Zoey being serenaded in San Francisco. (Screenshot via NBC.com)

Soon after Zoey has acquired this mind-reading capability, Joan gets the team together to give a crucial update: There is a bug in the health app that her team built. The boss then proceeds to write “5 DAYS to LAUNCH!!” on a white board.

Pause again.

I may be being too critical of this musical dramedy, but I do not know of a single engineering leader who would write such words on a whiteboard when dealing with a critical issue days prior to launching a feature. Maybe give me some Splunk logs, steps to recreate the issue or some data points from QA suggesting how this defect was caught? HBO’s “Silicon Valley” equivalent of this scene would have likely included the main character drawing a diagram depicting the architecture of the complex system his team was building. It would have been so great to see a female engineering leader do something similar, i.e. portray a very technical understanding of the problem during a critical situation.

Let’s fast forward past a scene where one of her male coworkers professes his love for her via song and dance, and Zoey figures out the cause for the production issue right before launch.

Zoey quickly rushes to tell the team she knows how to fix the issue and asks them to revert any code changes made recently, while also asking for all of the “coders” to prepare for “a build to ship” and “wait for her final push.”

It feels a bit unnatural how they insert a bit of software developer jargon like “build to ship” and “push” in reference to pushing changes to a Github repository, I assume. Additionally, the use of the word “coder” in this TV show is incredibly comical. I have never heard anyone call themself a “coder.” Software developer, dev, engineer, but coder … not so much.

I do wish some of the scenes that included references to software were slightly more realistic. Although, this realism might not be as effective for folks that are not in the tech industry, and a happy balance could be to include just a touch of software jargon to not detour from the greater storyline.

Overall, I think the plot and characters do lend itself to a good hour of television. If you are looking for a lighthearted show that has hints of what it’s like to be a female engineer followed by snippets of musical theatrics, this show just might be for you.

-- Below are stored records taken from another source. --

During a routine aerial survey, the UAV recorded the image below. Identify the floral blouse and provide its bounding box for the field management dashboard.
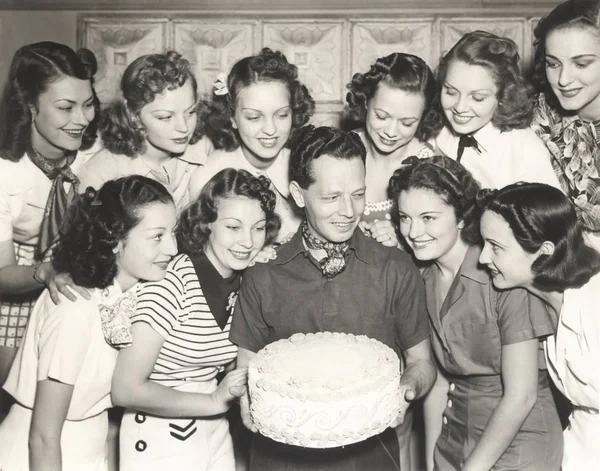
[531,94,600,232]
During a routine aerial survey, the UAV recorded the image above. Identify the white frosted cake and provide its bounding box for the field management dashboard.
[248,332,405,448]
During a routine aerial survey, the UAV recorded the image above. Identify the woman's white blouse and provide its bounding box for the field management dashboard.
[435,123,560,192]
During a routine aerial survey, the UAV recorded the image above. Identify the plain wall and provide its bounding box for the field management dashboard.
[0,10,77,88]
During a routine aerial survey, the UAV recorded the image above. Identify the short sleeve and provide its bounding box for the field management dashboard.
[189,164,217,201]
[518,129,562,191]
[131,258,186,338]
[0,188,13,242]
[37,300,98,385]
[492,288,556,345]
[229,266,269,352]
[393,252,430,351]
[78,150,119,193]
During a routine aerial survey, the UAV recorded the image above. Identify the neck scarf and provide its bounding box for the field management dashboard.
[98,284,140,349]
[531,94,600,232]
[456,134,481,163]
[27,147,79,260]
[302,219,350,278]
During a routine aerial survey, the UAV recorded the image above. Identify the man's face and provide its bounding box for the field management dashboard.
[292,155,365,243]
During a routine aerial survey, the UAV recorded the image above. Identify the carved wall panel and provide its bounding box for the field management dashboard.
[440,18,529,61]
[172,20,260,93]
[351,18,435,74]
[78,12,552,125]
[80,17,168,103]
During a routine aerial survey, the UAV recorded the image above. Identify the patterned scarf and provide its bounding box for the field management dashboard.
[456,134,481,163]
[302,219,350,278]
[27,147,79,260]
[531,95,600,232]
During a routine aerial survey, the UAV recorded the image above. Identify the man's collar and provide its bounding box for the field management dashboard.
[423,245,490,285]
[473,121,502,152]
[275,226,369,265]
[460,245,490,285]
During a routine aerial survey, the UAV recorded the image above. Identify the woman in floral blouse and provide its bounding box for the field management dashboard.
[532,0,600,250]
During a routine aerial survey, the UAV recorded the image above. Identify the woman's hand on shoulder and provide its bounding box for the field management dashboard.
[248,245,277,267]
[35,262,91,304]
[360,219,398,247]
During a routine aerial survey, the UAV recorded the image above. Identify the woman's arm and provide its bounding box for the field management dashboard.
[463,339,538,471]
[390,338,436,427]
[237,348,258,433]
[29,379,73,471]
[423,367,449,471]
[112,322,247,418]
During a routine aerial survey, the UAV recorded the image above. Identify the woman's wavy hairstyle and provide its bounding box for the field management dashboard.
[52,175,174,288]
[438,31,535,131]
[176,168,281,255]
[290,124,367,190]
[0,41,100,162]
[477,182,600,291]
[388,155,481,245]
[200,47,315,152]
[531,0,600,110]
[100,51,204,157]
[346,52,444,141]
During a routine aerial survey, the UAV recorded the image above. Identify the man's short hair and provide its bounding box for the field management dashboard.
[290,125,367,190]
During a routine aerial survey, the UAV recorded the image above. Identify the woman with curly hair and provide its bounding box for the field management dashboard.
[190,48,315,242]
[0,176,177,471]
[0,42,97,421]
[81,51,212,211]
[532,0,600,251]
[346,52,443,254]
[479,183,600,471]
[390,156,562,471]
[436,31,559,188]
[112,168,280,471]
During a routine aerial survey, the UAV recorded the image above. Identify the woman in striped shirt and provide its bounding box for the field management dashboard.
[112,168,280,471]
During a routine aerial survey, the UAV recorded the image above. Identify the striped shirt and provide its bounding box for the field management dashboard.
[131,254,237,387]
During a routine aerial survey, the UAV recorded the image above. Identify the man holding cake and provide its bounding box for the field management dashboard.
[230,126,435,471]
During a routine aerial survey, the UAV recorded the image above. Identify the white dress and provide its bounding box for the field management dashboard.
[0,284,122,471]
[546,274,600,471]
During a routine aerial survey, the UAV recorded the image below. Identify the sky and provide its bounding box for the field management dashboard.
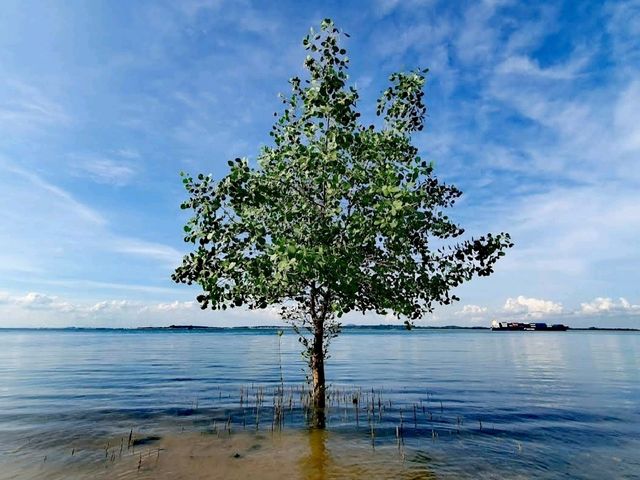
[0,0,640,327]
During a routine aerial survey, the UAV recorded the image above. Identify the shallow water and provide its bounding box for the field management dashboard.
[0,329,640,479]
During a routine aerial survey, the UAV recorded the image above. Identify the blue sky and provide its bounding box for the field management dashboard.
[0,0,640,327]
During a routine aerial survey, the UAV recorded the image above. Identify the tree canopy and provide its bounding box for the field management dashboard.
[173,19,512,382]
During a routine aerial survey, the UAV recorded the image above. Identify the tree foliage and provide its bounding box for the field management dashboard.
[173,20,512,364]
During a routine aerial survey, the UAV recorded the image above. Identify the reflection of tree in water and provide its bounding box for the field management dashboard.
[302,428,331,480]
[300,429,435,480]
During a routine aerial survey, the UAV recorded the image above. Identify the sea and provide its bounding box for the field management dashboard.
[0,327,640,480]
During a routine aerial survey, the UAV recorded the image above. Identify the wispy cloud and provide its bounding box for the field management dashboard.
[72,155,137,186]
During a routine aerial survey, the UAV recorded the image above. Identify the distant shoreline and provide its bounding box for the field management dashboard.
[0,325,640,333]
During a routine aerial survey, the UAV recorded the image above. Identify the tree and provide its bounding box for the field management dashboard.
[172,19,512,427]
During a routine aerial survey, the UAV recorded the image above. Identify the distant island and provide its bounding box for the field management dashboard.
[131,324,640,332]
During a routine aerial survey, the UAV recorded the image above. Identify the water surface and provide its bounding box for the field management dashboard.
[0,329,640,479]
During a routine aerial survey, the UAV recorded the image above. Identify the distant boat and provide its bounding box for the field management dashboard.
[491,320,569,332]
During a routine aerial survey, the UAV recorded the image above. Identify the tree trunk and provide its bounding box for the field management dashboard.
[311,320,326,428]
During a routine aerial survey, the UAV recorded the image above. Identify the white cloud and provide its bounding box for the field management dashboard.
[75,157,137,186]
[0,80,69,134]
[579,297,640,315]
[496,55,588,80]
[503,295,562,317]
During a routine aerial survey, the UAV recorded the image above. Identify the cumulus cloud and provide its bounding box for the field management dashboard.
[503,295,562,317]
[580,297,640,315]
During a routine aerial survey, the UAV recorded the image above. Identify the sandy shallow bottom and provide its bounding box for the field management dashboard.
[0,430,435,480]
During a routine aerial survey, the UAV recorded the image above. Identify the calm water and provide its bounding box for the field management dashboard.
[0,329,640,478]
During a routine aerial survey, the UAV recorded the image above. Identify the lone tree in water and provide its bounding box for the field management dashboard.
[172,20,512,427]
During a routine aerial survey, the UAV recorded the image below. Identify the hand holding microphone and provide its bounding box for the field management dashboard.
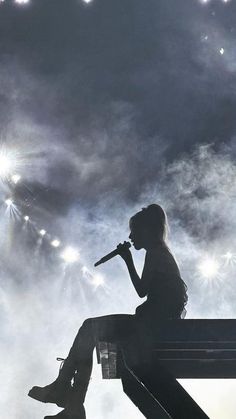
[94,242,131,266]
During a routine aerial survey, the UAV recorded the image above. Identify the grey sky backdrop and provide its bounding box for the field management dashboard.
[0,0,236,419]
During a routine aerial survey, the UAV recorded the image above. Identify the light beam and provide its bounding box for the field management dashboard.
[198,258,219,279]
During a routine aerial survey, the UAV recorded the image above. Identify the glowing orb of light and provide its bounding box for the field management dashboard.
[199,258,219,279]
[5,198,13,207]
[61,247,79,263]
[11,175,21,185]
[51,239,61,247]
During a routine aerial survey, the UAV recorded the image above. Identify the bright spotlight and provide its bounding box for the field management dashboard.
[5,198,13,207]
[51,239,61,247]
[61,247,79,263]
[0,150,13,178]
[199,258,219,279]
[11,175,21,185]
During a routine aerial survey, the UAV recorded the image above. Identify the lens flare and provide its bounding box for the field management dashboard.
[61,246,79,263]
[0,154,13,178]
[5,198,13,207]
[15,0,30,4]
[198,258,220,279]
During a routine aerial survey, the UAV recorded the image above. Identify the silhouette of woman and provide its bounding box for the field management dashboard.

From a musical “playlist” perspective, songs sampled in this pilot episode include The Beatles’Help!,” The Weather Girls’ It’s Raining Men” and my favorite, DJ Khaled’sAll I Do Is Win.” Ironically, I listen to “All I Do Is Win” every time my team solves a critical production issue days before customer launch.

The original pilot episode re-airs on NBC the beginning of February, followed by additional episodes.